Seventy-eight percent of Soroco third-graders are proficient in reading, compared to the 69 percent state average.
"We're really proud of the work our teachers have done to prepare for this," said Muriel Coyle, principal of South Routt Elementary School.
The students were tested using a Colorado Student Assessment Program (CSAP) examination.
Soroco's score sits in the middle with other schools in the county. In Steamboat Springs, Soda Creek Elementary School had an 83 percent proficiency and Strawberry Park Elementary was 87 percent proficient.
Hayden Elementary school scored 71 percent proficient.
The scores in south Routt are the result of a customized reading program that teachers are using with the children, Coyle said. The program mixes the elements of phonics with the traditional "whole language" style of teaching, she said.
"We supplement (phonics) reading strategy with really good literature," Coyle said.
After the program began two years ago, third-grade students in south Routt improved their scores by 25 percent. The biggest improvement came this year with the children's 78 percent, which is 20 percent better than last year's score.
South Routt Superintendent Steve Jones is pleased with the results.
"It's marching along in the right direction," he said. "We're getting more kids reading and more kids reading earlier."
Despite some public dissent by Colorado educators about Gov. Bill Owens' plan to phase the CSAP tests into Colorado schools, Jones said that so far the tests have been positive for south Routt.
"So long as they are rigorous and fair, I'll support them and I think they have been so far," he said.

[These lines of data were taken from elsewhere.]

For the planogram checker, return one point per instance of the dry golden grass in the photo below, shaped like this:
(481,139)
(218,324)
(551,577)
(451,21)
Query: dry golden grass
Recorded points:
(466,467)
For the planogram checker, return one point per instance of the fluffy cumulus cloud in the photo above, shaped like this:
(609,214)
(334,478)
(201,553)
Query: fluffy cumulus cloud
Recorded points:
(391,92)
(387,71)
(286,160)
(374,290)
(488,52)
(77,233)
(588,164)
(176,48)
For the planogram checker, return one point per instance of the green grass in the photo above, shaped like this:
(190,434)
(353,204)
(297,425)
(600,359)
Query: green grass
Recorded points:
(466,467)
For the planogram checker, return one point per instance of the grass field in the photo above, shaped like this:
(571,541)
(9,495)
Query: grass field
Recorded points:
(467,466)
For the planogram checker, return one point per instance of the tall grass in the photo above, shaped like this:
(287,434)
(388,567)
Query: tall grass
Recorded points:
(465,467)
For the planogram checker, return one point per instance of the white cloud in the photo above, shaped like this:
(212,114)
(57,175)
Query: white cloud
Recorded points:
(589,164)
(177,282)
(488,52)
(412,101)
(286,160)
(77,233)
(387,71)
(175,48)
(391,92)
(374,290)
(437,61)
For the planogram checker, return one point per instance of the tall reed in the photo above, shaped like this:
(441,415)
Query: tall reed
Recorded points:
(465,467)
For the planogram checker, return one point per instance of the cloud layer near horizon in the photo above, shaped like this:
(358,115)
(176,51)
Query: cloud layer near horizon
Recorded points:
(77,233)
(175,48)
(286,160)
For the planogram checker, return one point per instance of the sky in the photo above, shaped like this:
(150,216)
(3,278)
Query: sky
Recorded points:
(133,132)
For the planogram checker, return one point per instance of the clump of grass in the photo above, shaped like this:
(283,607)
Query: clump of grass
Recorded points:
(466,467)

Though school officials are proud of the 78 percent mark reached by the 8- and 9-year-old students, they won't feel completely satisfied until at least 90 percent of students are proficient by the state's standards, Jones said.
He also knows students in all grades need to improve in other subjects.
In 1999, 42 percent of fourth-graders at the elementary school tested at proficient writing levels on the state tests. That was actually an improvement from 1997, when less than one-third of the students tested as proficient.
In March, the CSAP math test results showed 53 percent of south Routt fifth-graders were proficient. That was above the state average of 47 percent.
"We're going to continue to work on it," Jones said.
In July, results from the reading and writing tests that fourth- and seventh-graders took this spring will be released and Jones hopes to see some improvements.
In the 2001-2002 school year, all grades will take CSAP tests and Jones wants to be prepared.
"There won't be any place for anyone to hide," he said.